As the mash slowly ages, fermentation picks up in the early spring, reaching a peak in the summer months, and then slows down with the arrival of cool autumn weather. Other than regular stirring to keep the mash well aerated, the human staff do little more than leave the kōji mold do its job.
It All Starts with the Kōji
In the frigid winter months, the brewer cultivates the contents of its starter mixture with the aid of two open hearths set up in the kōji-muro. Just as in the past, red-hot charcoal is covered in straw ash to keep the room around a balmy 30 degrees Celsius, the ideal temperature for growing the all-important kōji mold.
Ishimago’s head kōji cultivator, Hatazawa Kōta, says that skill and constant vigilance are needed: “After placing the coals in the hearth, we check the temperature every two and a half hours. If the room gets too hot, we crack a window to let in some cold air.”

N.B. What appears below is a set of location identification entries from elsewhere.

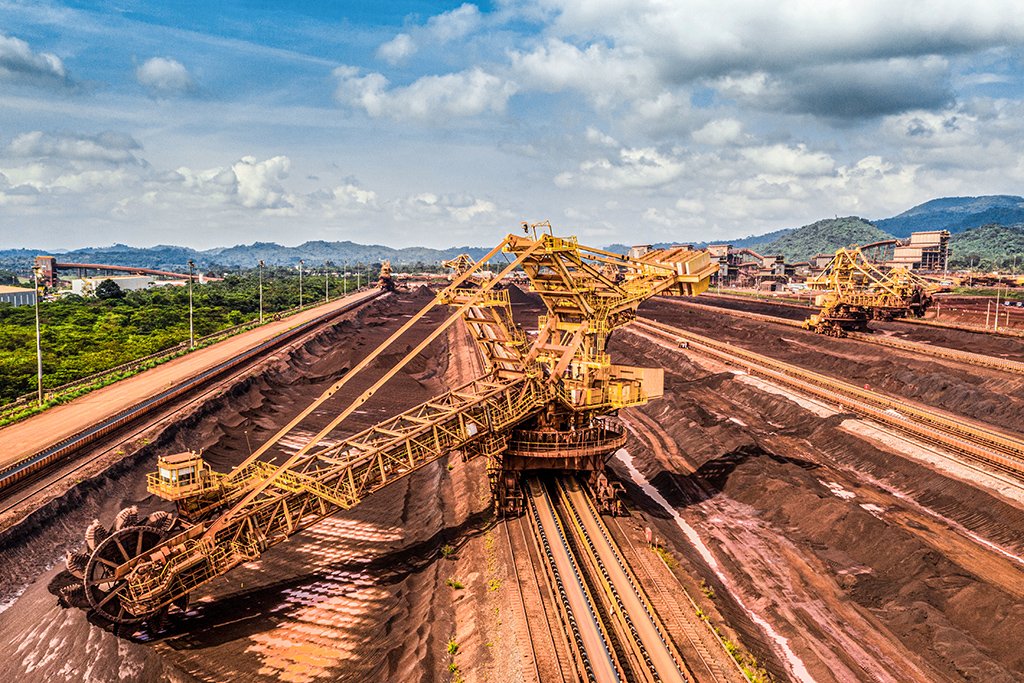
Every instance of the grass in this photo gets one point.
(453, 649)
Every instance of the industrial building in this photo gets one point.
(927, 250)
(86, 286)
(17, 296)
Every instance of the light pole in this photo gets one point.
(192, 329)
(39, 343)
(261, 291)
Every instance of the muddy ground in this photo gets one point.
(363, 596)
(986, 395)
(979, 342)
(830, 557)
(869, 565)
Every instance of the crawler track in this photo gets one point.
(23, 479)
(976, 442)
(965, 357)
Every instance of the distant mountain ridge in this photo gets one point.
(168, 257)
(822, 237)
(956, 214)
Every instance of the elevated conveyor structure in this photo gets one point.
(550, 396)
(854, 291)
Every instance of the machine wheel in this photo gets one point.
(102, 590)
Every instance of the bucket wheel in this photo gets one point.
(95, 585)
(104, 591)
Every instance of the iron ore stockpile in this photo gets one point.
(778, 506)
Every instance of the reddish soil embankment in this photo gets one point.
(364, 595)
(869, 565)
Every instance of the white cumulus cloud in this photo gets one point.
(396, 49)
(431, 97)
(164, 76)
(19, 63)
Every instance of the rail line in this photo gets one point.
(532, 636)
(615, 630)
(22, 475)
(966, 357)
(589, 639)
(908, 321)
(972, 440)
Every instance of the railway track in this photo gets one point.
(538, 621)
(615, 633)
(966, 357)
(908, 321)
(953, 433)
(24, 478)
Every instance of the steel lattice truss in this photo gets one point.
(230, 518)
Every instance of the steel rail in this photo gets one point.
(630, 603)
(42, 460)
(909, 321)
(522, 602)
(941, 352)
(576, 603)
(998, 450)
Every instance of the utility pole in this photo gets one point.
(192, 330)
(996, 327)
(39, 343)
(261, 291)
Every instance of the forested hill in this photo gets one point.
(956, 214)
(988, 248)
(823, 237)
(176, 258)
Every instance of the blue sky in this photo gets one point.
(428, 123)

Workers cultivate the starter in wooden trays called kōji-buta, stacking these at an angle to allow air to flow over the surface. Temperatures vary between the floor and ceiling, and the trays are rotated several times during the four-day cultivation period to keep mold growth even. Hatazawa warns that the kōji also produces heat as it grows. To avoid losing an entire batch of the delicate mold, workers check each kōji-buta by hand, carefully stirring the starter mixture to release heat.
Proper cultivation of kōji is key to brewing soy sauce, and at the end of the fourth day, the starter mixture, now covered in a layer of green mold, is ready to go into the fermenting vats.
It would of course be less labor intensive to automate aspects of the brewing process like temperature control and mixing, but there is something to be said about the skills of the workers at the brewery. Their understanding of age-old natural brewing methods is what makes each drop of Ishimago soy sauce something to be savored.